Multiple sclerosis isn’t a straight route with set stops along the way:
“calling at: “Walking Stick Central”, “Crutch Park”, “Manual Wheelchair City – change here for the bus link to Catheter Cathedral”, “Electric Wheelchair Way”.
No, it’s far less linear than that. (And, fortunately, far less pre-determined).
Instead it creeps along, slowly – so slowly, in fact, that it can go unobserved for years, until one day you look behind you and realise it was moving, however imperceptibly, for longer than you thought. And the road isn’t straight either – it’s winding; full of pauses and rests, with the occasional U-turn and the odd brief detour back to a spot you last passed two years ago.
It seems that my black or white thinking struggles to accept these shades of grey, and leaves me overthinking every single decision to use or not to use a walking stick, to hire or not to hire a wheelchair, to push through and wind up snapping at everyone, or to “concede” and be pleasant company? Sometimes my legs make the decision for me – weirdly, I actually appreciate those days.
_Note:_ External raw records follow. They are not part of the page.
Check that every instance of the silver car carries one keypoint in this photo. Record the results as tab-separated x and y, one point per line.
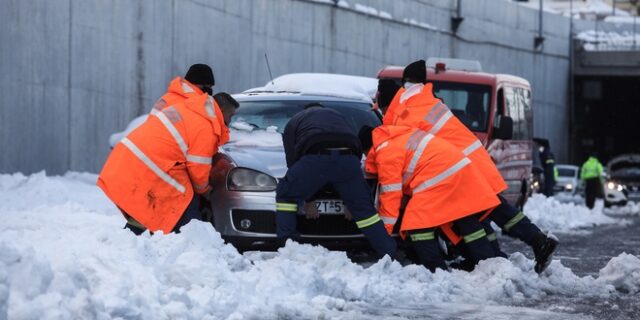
245	173
568	180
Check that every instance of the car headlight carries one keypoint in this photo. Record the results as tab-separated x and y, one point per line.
243	179
614	186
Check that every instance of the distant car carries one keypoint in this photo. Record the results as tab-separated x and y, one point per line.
622	180
568	180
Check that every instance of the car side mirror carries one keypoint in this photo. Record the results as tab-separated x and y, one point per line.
504	128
Take Saturday, for example. My partner and I had tickets to watch Scotland play Japan in the Autumn Internationals at Murrayfield Stadium. The last time we attended a rugby match at Murrayfield we were seated up in the heavens; steep concrete step after steep concrete step, and horrendously placed for any leg movement at all. We left at half-time, with painful spasms and a fear of the full-time crowds forcing our hand. So this time we asked for accessible seats, much to my chagrin as I thought “accessible seats” equalled “wheelchair access”, and felt like a fraud. (Black or white overthinking, remember).
Turns out Murrayfield Stadium aren’t as inflexible with their definition of disability as I am. Here is the definition of “accessible seats” taken from their website (separate from the wheelchair-accessible tickets): “Accessible seating: seats for spectators who require easy-access seating. This is particularly for spectators who can either walk short distances or can be assisted to their section with support from our stadium coordinators. These are located throughout the stadium.”
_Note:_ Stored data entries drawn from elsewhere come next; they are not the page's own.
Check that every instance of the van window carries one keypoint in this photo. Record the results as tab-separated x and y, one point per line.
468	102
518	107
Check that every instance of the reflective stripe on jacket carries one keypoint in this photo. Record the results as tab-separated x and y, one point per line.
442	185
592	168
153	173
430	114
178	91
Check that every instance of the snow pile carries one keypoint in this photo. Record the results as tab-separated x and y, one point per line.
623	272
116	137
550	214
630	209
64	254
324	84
And so my partner pushed my Roll Motion 2-in-1 rollator (with me in it) from the car park to our seats. I walked up the steps and sat down, with Rollz safely stored until I needed him again. And at no point was I ever made to feel like I was pulling off the greatest scam of all time.


So thank you, Murrayfield Stadium, for acknowledging the shades of grey, and for reinforcing my courage to acknowledge them too.